Machine learning, as Arthur Samuel put it, is a field of study that gives computers the ability to learn without being explicitly programmed. This means that whilst in classical programming you need to provide the computer with rules and data and it will give you the answer, in machine learning, you can provide the computer with data and the answer and it will work out the rules. This can be explained using simple addition. To do the sum 2+3 in classical programming, you would give the computer the data i.e the numbers 2 and 3 and you would give it the rules i.e you have to add the numbers together and the computer would produce a result of 5. However, in machine learning, you can give the computer the data i.e the numbers 2 and 3 and you can give it the answer i.e 5 and it can work out the rule (provided that it has been given enough data points for it to be able to accurately say that you add the numbers each time).
An example of machine learning is classification software. For example, if you are trying to get a computer to accurately distinguish between pictures of cats and dogs, you would give it a large, varied data set of pictures of both dogs and cats and you would tell it which pictures contain dogs and which pictures contain cats.
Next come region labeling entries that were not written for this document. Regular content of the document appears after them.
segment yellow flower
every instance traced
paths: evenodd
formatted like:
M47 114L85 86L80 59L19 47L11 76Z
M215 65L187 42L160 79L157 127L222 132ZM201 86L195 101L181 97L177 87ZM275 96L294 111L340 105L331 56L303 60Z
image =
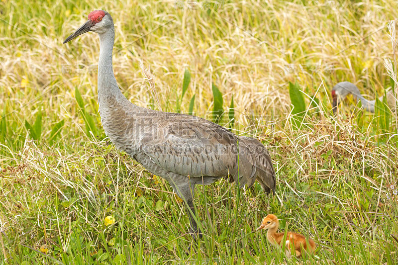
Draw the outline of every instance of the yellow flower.
M138 187L137 187L135 188L135 193L137 194L137 196L139 197L140 196L142 196L142 190Z
M108 215L105 217L105 219L103 220L103 223L105 224L105 225L106 226L110 225L114 223L114 222L115 218L112 215Z
M47 248L46 244L43 245L40 247L40 252L45 254L48 253L48 249Z
M29 85L29 81L27 79L22 79L21 81L21 88L26 88Z
M115 238L112 237L110 239L109 239L109 241L108 241L108 245L109 245L111 247L113 247L115 245Z

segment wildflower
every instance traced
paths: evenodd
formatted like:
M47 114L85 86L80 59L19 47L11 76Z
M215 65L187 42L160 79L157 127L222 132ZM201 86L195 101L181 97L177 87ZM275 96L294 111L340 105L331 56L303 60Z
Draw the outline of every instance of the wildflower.
M108 226L113 224L115 222L115 218L112 215L108 215L103 220L103 223L105 225Z

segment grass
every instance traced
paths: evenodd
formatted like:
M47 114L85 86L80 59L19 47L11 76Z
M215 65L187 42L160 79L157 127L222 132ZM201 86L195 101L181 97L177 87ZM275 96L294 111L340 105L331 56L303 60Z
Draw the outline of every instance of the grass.
M396 264L396 119L382 132L352 99L333 117L329 91L349 81L370 98L384 93L397 1L268 2L2 0L0 264ZM188 112L195 95L194 114L211 119L214 84L226 110L233 97L234 132L271 153L275 196L257 183L197 188L205 235L191 251L181 200L105 138L98 37L62 44L97 8L115 22L114 70L130 100ZM322 106L308 107L298 129L290 82L306 106L314 95ZM314 239L316 256L287 259L253 232L269 213Z

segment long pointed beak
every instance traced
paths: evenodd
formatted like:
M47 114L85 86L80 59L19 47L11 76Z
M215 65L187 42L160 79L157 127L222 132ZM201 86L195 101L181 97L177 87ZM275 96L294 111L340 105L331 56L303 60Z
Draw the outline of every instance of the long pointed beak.
M82 25L80 28L76 30L76 31L73 32L69 37L67 38L64 41L64 44L65 44L67 42L71 41L79 35L82 35L86 32L88 32L90 31L90 28L93 26L93 21L90 19L87 20L87 22Z
M332 110L333 110L333 114L335 115L336 112L337 111L337 97L333 99L333 102L332 103Z

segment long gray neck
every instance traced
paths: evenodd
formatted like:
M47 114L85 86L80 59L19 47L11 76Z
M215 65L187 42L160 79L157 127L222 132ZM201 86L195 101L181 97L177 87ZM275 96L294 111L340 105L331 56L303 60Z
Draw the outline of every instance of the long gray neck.
M112 63L112 52L115 39L113 25L100 36L100 59L98 60L98 103L100 108L106 106L110 97L122 103L127 99L123 95L116 82Z
M374 112L376 100L368 100L361 94L358 88L356 90L357 91L355 93L352 93L352 94L355 96L357 103L360 100L361 103L362 104L362 107L365 109L371 112Z
M352 83L349 82L342 82L341 84L341 87L343 89L346 89L346 92L347 92L347 93L351 93L354 96L357 103L360 100L361 103L362 104L362 107L365 109L371 112L373 112L374 111L376 100L368 100L364 97L361 94L361 92L359 91L359 89L358 89L357 86Z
The hope is that, eventually, you would be able to give it a new picture and it would accurately be able to tell whether it is a picture of a cat or a dog by associating certain features with each group. For example, the algorithm might identify that cats have a specific ear shape or that dogs paws are of a specific colour. However, this is also the reason why we must provide the computer with a varied set. If we only had pictures of black dogs or only ginger cats in the data set, the computer would classify a black cat as a dog. When distinguishing between cats and dogs this doesn’t seem like too big of a deal. However, if we were using this algorithm to recognise people, and we don’t have enough variety in the data set i.e not enough females or people of colour, then the data set would be biased towards these groups of people, and this could have fatal consequences.
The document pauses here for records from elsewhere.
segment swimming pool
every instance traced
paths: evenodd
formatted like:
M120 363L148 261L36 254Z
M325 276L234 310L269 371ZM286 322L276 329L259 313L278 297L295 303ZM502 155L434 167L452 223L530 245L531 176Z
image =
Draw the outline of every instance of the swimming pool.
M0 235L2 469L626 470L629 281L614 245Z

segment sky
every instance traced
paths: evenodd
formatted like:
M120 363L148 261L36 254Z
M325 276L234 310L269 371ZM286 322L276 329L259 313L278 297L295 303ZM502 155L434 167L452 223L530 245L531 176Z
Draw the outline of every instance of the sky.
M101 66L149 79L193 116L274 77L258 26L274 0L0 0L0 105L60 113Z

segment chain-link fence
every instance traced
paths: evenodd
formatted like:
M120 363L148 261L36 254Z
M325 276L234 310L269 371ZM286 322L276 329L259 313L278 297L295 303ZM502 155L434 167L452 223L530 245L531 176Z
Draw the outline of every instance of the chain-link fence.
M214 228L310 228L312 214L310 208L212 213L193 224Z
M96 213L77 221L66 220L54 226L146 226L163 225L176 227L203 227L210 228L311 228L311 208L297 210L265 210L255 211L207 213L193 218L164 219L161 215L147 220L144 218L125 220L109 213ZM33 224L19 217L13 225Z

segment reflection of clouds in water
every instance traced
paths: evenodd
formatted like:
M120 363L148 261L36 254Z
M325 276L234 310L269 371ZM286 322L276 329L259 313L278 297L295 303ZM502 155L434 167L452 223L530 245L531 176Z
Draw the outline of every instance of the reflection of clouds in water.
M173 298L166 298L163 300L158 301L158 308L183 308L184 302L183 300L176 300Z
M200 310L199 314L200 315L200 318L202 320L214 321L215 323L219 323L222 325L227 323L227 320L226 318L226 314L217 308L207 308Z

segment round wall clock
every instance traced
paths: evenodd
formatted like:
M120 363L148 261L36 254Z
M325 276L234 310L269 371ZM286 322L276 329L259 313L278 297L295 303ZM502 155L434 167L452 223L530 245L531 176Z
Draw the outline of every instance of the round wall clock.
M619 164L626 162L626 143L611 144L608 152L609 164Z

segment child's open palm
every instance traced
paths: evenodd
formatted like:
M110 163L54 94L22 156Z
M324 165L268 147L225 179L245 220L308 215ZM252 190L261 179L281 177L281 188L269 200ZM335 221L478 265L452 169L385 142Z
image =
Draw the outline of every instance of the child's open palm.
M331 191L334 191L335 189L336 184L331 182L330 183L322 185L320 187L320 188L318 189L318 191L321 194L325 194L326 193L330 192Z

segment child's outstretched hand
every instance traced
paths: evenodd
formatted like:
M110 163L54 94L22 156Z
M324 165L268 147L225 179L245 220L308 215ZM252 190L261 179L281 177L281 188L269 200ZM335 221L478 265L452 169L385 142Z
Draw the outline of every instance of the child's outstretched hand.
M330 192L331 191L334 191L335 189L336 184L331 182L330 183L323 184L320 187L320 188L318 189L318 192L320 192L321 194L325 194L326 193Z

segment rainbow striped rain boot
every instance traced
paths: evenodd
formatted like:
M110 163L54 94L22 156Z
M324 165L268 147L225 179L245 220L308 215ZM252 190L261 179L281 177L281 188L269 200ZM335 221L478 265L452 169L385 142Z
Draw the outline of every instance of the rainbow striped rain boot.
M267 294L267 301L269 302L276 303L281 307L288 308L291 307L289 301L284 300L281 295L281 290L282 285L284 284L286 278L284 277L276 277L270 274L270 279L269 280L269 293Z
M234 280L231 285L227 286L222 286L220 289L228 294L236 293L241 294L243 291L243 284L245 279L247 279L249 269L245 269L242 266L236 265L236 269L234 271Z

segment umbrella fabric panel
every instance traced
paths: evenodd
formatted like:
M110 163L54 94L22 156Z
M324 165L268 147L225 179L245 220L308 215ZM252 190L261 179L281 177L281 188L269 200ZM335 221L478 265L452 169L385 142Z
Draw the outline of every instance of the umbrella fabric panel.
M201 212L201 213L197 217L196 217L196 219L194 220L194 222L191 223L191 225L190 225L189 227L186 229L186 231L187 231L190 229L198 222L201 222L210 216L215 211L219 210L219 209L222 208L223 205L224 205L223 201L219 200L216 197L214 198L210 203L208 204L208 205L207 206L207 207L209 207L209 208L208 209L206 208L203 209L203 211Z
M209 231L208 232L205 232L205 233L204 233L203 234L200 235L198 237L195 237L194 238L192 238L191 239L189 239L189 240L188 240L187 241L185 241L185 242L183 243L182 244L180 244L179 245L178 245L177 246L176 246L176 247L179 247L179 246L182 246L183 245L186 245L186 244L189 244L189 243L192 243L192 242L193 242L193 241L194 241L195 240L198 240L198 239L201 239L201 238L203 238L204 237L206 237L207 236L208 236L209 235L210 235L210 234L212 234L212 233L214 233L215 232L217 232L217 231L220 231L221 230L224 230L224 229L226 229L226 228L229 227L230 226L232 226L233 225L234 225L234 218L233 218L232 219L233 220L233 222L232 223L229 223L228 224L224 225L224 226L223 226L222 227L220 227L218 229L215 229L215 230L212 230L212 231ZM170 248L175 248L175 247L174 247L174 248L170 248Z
Now that I have explained what machine learning is and how it is different from classical programming, I will explain the different types of machine learning and how they work. First, there is supervised learning. The aim of supervised learning is to predict the target variable given predictor variables. An example of this is a machine learning algorithm which predicts house prices (the target variable) based on location, square footage and condition of the house (the predictor variables). In this instance, the machine learning algorithm would be given a data set with many different houses and it would get told their locations, their square footage and conditions amongst other things. It would also get told the prices of these houses and based on this information it would predict the price for a new house. The two sub-categories of supervised learning are classification and regression. In classification, the target variable has categories (like dog vs cat), whilst in regression, the target variable is continuous (like house prices).
The second type of machine learning is unsupervised learning. The difference between supervised and unsupervised learning is that supervised learning uses a labelled data set whilst unsupervised learning uses an unlabelled data set. The aim of unsupervised learning is to discover underlying patterns in the data. So, in unsupervised learning, an algorithm might be given images of cats and dogs and be told to separate the images into 2 groups. However, the algorithm will not add labels to the output.
The third type of machine learning is reinforcement learning. The aim of reinforcement learning is to learn a series of actions. In reinforcement learning, the machine is not given a predefined data set and thus the machine has to collect its own data. For example, if a machine learning algorithm were to distinguish between cats and dogs using reinforcement learning, it would do so using feedback. So, if it were given an image of a dog and it classified it as a cat, we would give negative feedback so that, eventually, the algorithm would be able to correctly classify the images.
There are platforms on which you can set up end to end machine learning training pipelines. For simpler use cases, you can also use out of box algorithms like IBM Watson and Google Vision AI. These require input data and output data, however, you don’t need to code the backend of the algorithm yourself. This is an easier way to ‘code’ an algorithm and then you can give it new data and see if it can classify the data.
This is one of the most innovative and interesting fields at the moment.